Mean Activated Absolute Values

My software library is called Sparana, or sparse parameter analysis. The sparse part is because I wanted to use sparse data structures. The parameter analysis is because I wanted to look at parameter and what they were doing. Well if I am going to call my software library that, i should probably have a new way of analysing parameters. Well I have one. I was planning on developing others, but this one works pretty well for now. (I do have other things that justify the name, just not as well tested as this.)

MAAV is mean activated absolute value. I will absolutely get the 2 As there backwards sometimes, just a heads up, it means the same thing. To calculate this I get a subset of training datapoints, and pass them through the network. As each weight is multiplied by an input it gives me the activated value. I take the absolute value of each individual activated value, and then take the mean of these.

The steps

1. Initialize zero matrices for each weight matrix, I call this a stats matrix.

2. Multiply the input of one datapoing by the corresponding weight in the initial matrix.

3. Take the absolute value of this matrix and add to the first stats matrix.

4. Take the the matmul of this datapoint, add the bias and apply the activation function. Normal neural network things.

5. Multiply the output of layer one by the corresponding weight in the second matrix

6. Take the absolute value of this matrix and add to stats matrix 2.

7. Continue these steps through the whole model.

8. Repeat for as many test set datapoints as it takes to makes you feel good, or until just before your GPU overheats because it is 35 fucking degrees again.

9. Divide the stats matrices by the number of datapoints you used.

This can be quite slow because each datapoint needs to be passed through the system individually. Training is fast because it uses matrix multiplication optimized for large batches. I need the multiplied values before they are summed, which is what matmul does. Step 2 multiplies, then I have to use that data… slow, and step 4 does a matmul… fast.

I started using this method because I thought that it would be a good way of finding the parameters that are being used most by the model. The only other method I had read about at the time, and the method that I compare this to is absolute values. My reasoning was some weights might have a large value, but mostly get 0, or very small inputs, and some migh be small, but consistently get large inputs. Weight values that are initialized to have large vales, but have no influence on the output will not be made smaller by backpropogation. They will just sit there being big, doing nothing.

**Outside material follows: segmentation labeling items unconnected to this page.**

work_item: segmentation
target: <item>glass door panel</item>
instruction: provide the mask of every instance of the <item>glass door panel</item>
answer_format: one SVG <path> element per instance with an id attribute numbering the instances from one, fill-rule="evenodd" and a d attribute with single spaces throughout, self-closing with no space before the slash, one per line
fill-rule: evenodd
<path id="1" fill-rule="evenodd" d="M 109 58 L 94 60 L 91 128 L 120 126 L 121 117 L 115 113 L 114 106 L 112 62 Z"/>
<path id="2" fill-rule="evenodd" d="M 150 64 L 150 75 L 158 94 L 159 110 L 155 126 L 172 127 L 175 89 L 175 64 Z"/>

The downside of this is that weights that are only occasionally used will be removed in pruining, but might be useful in a small number of cases. We want the model to work in those cases. I could design something to deal with this, but for now MAAV is automated and uniform, and works well in a lot of cses. The code for this can be found in the lobotomizer.py file. I don’t have a dedicated notebook demonstrating how to use this, because most of them use it.

The real advantage of this method might be with passing through different data to find which parameters are associated with different behaviour. See the forgetting blogs for more on this.